AF3 also has improved performance for other tasks, including protein monomers, RNAs, protein–protein interactions, protein–nucleic acid interactions, and post-translational modifications. The improvement over AlphaFold-Multimer for protein monomers is marginal (~1.5%), probably because AlphaFold-Multimer is already very accurate for monomeric protein structure prediction. Though AF3 outperforms other automated methods for RNAs, protein–protein interactions, and protein–nucleic acid interactions, the overall accuracy is still far from satisfactory. One of the key reasons is that the experimental data available for training are limited.7

The prediction of protein–ligand interactions by AF3 and RFAA has the potential to greatly expedite the drug discovery process. By providing more precise modeling of these interactions, virtual screening of drugs can become more effective. However, due to the less-than-ideal accuracy and success rate of AF3, it remains uncertain to what extent virtual screening can be improved. It is particularly interesting to investigate whether AF3 can identify small molecules that bind to target proteins in a chemical library, as well as determine the true positive rate. To further enhance these methods, future research could integrate the binding affinity between the ligand and protein, as well as the experimental conditions used for measuring the affinity, into the training process of the networks. To accomplish this, the pharmaceutical industry may need to consider making their data of measured binding affinities between numerous ligands and proteins available to the public for gathering sufficient information for the prediction of not only the complex structure, but also the binding affinity and even the “druggability”.

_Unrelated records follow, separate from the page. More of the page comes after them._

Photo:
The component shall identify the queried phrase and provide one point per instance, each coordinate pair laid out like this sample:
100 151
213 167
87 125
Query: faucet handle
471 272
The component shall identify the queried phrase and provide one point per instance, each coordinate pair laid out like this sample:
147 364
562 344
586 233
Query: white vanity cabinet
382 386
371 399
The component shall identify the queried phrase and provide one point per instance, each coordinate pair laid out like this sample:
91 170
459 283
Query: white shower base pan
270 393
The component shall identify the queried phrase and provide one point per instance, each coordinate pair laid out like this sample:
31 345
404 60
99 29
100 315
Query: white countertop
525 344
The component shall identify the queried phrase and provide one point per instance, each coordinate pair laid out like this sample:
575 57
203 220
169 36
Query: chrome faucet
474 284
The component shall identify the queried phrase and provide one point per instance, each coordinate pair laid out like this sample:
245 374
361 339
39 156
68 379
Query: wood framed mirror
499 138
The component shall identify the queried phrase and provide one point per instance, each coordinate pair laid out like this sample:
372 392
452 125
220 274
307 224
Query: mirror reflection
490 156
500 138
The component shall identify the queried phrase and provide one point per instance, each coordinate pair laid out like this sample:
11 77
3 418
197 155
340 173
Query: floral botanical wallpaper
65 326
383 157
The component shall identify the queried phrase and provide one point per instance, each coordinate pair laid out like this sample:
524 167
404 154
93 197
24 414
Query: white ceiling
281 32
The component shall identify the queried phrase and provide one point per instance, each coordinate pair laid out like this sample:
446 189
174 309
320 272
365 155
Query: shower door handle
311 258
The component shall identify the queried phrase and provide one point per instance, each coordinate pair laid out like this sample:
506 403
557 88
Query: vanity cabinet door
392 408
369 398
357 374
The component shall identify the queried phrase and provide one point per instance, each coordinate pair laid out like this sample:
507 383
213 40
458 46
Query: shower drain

Notably, the diffusion modules utilized in AF3 and RFdiffusion All-Atom (RFdiffusionAA)3 are generative in nature. RFdiffusionAA can generate new proteins around small molecules of interest. These generated proteins were further confirmed through experimental validation, and RFdiffusionAA holds significant potential in the development of small molecule-binding proteins and sensors. Conversely, by fine-tuning AF3 or RFAA on diffusion denoising tasks, it may be feasible to generate novel small molecules that fit into specific pockets of target proteins. The prospect of designing small-molecule drugs solely based on protein sequence information is fascinating.

Unlike RFAA, AF3 has not been made open source, which could potentially limit its impact. Currently, only a web server is offered with restricted access. The DeepMind team said they were “working on releasing the AF3 model for academic use” within 6 months after an open letter entitled “AlphaFold3 Transparency and Reproducibility” was posted on May 11, 2024 ( We hope to see the release of AF3 model shortly so that it can be used in a wide range of scientific and technological domains, improving human health in the end.